Les Bains d’Ovronnaz gardent la tête hors de l’eau. Le tribunal n’a pas déclaré l’entreprise en faillite mercredi, mais lui donne une nouvelle fois quatre mois pour trouver un accord avec ses créanciers. Un quasi-ultimatum, alors qu’aucune solution concrète ne s’est encore dessinée.
Faute de repreneur déclaré, c’est désormais au propriétaire actuel, Marc Farshidi, d’éviter la faillite. Lorsqu’il avait racheté les Bains d’Ovronnaz fin 2023, le sexagénaire partageant sa vie entre la Suisse et Dubaï, promettait d’assainir les finances et de développer le complexe thermal.

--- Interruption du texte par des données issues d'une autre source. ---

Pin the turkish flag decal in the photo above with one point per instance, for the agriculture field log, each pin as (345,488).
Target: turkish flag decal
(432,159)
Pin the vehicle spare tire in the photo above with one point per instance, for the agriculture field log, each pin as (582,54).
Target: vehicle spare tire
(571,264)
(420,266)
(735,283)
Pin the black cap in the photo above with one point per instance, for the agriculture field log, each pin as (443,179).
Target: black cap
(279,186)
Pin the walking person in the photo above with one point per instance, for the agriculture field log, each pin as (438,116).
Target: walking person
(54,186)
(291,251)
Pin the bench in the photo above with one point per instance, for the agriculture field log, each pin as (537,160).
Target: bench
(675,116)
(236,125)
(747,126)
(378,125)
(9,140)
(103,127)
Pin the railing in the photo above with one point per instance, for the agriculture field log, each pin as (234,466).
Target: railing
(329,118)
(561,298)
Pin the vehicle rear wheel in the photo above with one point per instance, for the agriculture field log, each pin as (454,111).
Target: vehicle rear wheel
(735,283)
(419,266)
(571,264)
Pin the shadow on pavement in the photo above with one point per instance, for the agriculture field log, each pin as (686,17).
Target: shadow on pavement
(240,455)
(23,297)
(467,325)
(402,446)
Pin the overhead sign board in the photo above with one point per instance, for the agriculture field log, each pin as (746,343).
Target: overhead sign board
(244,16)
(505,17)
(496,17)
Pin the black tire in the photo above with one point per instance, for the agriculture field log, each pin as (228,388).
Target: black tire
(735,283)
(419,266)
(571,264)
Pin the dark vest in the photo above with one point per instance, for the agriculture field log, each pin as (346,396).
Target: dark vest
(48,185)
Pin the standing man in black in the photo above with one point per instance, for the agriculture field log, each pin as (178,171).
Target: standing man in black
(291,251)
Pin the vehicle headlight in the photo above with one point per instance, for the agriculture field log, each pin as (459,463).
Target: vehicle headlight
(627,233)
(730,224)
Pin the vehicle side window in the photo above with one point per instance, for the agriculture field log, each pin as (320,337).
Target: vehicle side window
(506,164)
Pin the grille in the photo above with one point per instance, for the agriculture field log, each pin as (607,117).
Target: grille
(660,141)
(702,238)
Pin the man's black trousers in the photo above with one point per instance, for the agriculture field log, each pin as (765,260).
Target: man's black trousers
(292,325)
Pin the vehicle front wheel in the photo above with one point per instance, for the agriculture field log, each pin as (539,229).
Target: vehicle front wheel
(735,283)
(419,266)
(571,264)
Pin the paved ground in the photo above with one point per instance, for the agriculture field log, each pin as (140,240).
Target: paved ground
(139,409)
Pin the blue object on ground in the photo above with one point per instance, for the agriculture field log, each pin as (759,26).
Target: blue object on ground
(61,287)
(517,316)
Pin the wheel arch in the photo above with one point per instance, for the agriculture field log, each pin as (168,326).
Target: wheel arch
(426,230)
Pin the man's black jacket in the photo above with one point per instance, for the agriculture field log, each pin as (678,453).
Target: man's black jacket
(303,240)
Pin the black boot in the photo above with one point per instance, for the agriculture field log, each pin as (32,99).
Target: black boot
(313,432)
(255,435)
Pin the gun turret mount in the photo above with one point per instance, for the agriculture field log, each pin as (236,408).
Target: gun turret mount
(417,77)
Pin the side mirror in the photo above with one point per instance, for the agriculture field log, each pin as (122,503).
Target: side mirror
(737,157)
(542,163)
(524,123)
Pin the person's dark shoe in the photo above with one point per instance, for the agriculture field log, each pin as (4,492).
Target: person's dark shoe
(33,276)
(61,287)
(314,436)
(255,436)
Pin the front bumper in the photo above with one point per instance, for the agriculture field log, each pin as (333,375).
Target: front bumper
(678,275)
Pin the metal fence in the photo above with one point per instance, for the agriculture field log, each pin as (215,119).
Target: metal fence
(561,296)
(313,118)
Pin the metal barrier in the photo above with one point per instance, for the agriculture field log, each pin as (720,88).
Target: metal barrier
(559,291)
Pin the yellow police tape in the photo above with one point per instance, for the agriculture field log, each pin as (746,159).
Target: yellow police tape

Mais désormais, selon des informations de la RTS, l’homme d’affaires surtout actif dans la commercialisation de caviar chercherait à vendre. Il a approché le promoteur immobilier valaisan Christian Constantin, qui a visité les bains, mais rien n’indique qu’il soit intéressé à remettre le complexe thermal à flot.
« Beaucoup à investir »
De leur côté, quelque 75 propriétaires de résidences secondaires se disent prêts à réunir plusieurs centaines de milliers de francs pour tenter de sauver les bains.
Car si la station se voit amputée de ses bassins, les chalets perdront de leur valeur. Pour Charly Teuscher, le président de l’association des propriétaires de résidences secondaires, il va donc falloir mettre la main au porte-monnaie.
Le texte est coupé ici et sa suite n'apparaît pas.